Aktuell befindet sich in der so genannten MOSAICO-Studie ein Impfstoff in der Erprobung, bei dem ein Adenovirus Erbinformation für HIV-Proteine verschiedener Subtypen in menschliche Zellen einschleust. Diese stellen dann die entsprechenden Proteine her, was eine Immunantwort auslösen sollte – ein Prinzip, auf dem auch die Vektor-basierten Impfstoffe gegen SARS-CoV2 beruhen (die Impfstoffe von AstraZeneca sowie Johnson&Johnson). Eine Besonderheit: Die MOSAICO-Studie setzt auf Booster-Impfungen, die zudem die Information für Proteine weiterer Virusvarianten enthalten. Dies könne man sich wie ein Mosaikbild vorstellen, erklärt der HIV-Forscher Hendrik Streeck von der Universität Bonn gegenüber Spektrum der Wissenschaft. „Es wurden alle bekannten HI-Virentypen genommen und ein neues Virusprotein daraus gebastelt.“ Die Studie läuft noch bis 2024, erste Ergebnisse werden 2023 erwartet.

Aktuell steht außerdem die mRNA-Technologie, die ja bei Covid-19 große Erfolge feierte, auch im Zentrum der HIV-Impfstoffforschung.
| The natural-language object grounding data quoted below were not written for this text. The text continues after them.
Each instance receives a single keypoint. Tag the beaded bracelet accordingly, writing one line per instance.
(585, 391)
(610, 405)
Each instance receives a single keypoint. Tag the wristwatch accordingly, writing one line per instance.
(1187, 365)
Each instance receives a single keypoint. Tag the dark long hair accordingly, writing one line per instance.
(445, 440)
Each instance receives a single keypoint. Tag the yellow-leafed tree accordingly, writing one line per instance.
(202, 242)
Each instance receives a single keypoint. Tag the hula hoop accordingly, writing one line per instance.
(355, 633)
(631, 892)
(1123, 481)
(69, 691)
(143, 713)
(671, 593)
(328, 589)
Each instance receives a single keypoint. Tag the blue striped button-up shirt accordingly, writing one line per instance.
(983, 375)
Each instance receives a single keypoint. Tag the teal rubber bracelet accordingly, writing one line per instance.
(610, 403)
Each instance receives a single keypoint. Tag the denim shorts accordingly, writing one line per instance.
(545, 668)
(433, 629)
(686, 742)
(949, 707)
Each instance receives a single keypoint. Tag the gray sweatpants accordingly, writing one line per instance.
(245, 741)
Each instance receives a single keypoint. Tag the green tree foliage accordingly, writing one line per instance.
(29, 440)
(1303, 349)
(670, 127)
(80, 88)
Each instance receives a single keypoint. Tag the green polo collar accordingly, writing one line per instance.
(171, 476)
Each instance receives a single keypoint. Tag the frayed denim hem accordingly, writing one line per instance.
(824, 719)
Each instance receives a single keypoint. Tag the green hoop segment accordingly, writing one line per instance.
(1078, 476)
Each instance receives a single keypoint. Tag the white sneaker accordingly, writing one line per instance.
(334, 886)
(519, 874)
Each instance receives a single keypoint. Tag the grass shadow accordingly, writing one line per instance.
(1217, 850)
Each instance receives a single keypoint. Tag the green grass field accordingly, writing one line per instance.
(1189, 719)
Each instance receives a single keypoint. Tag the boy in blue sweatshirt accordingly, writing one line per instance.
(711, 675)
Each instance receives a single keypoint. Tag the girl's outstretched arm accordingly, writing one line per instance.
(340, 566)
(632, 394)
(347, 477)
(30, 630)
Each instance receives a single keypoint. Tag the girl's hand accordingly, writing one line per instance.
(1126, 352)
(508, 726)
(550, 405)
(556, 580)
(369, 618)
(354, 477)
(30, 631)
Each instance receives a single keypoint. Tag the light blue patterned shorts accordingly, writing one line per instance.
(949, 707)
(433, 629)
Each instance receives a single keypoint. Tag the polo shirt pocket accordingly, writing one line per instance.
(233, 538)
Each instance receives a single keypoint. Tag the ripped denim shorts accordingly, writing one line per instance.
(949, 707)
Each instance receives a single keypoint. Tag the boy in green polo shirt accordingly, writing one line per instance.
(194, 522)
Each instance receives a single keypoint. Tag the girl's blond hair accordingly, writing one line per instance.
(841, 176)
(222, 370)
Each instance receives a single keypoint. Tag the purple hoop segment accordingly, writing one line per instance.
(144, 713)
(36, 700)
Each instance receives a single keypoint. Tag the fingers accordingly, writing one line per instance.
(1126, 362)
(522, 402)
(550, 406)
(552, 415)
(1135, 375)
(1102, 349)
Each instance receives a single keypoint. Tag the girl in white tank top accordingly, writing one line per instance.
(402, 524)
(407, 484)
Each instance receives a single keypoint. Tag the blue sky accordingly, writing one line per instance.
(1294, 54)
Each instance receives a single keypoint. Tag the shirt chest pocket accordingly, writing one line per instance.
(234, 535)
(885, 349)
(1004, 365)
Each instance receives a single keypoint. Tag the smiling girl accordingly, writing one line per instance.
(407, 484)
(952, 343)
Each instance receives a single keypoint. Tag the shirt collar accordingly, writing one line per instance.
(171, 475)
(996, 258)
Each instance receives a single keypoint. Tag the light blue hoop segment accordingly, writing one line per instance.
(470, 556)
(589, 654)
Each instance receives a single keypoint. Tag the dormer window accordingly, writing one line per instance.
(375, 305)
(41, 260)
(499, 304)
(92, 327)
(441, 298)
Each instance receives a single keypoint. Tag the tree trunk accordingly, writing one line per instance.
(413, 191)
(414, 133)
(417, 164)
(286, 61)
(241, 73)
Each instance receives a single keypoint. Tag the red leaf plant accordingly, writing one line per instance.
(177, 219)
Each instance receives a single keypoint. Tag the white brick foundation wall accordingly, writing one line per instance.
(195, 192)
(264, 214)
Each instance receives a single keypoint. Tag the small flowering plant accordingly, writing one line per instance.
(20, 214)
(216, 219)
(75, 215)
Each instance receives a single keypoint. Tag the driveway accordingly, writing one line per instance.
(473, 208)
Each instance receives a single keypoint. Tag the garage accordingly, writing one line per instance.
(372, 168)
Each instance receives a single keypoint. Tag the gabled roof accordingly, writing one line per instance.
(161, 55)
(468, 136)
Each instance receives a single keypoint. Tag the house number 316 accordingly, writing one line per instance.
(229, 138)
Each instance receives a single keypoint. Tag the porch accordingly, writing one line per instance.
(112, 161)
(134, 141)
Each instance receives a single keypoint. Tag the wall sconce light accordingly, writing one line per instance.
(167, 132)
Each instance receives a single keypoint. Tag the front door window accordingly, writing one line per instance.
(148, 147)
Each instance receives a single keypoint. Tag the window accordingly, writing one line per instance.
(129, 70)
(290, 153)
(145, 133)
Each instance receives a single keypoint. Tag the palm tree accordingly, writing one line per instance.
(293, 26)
So testet der Hersteller Moderna derzeit einen mRNA-Impfstoff, der die Bauanleitung für Bestandteile des viralen Hüllproteins enthält. In der ersten Impfdosis fehlen dabei einige der störenden Zuckeranhänge, die dem Immunsystem die Angriffspunkte verdecken, während die zweite Impfdosis eine Bauanleitung mit sämtlichen Zuckeranhängen enthält. Das, so die Hoffnung, soll eine effektivere Immunantwort auslösen. Bei Affen führte diese Herangehensweise zu einem um 70 reduzierten Ansteckungsrisiko. Aktuell wird ein erster mRNA-Impfstoff in einer klinischen Studie der Phase I bei Menschen getestet. Zunächst geht es dabei darum, die Sicherheit des Impfstoffs zu prüfen und ob sich eine vielversprechende Immunantwort anregen lässt.

Bislang bleiben zum Schutz vor einer HIV-Infektion vor allem Maßnahmen wie Safer Sex. Für Menschen mit erhöhtem Infektionsrisiko existiert zudem die so genannte Präexpositionsprophylaxe (PrEP). Dabei soll ein vorsorglich eingenommenes Medikament aus der HIV-Therapie das Infektionsrisiko reduzieren. Diese Methode gilt als ähnlich sicher wie der Gebrauch von Kondomen.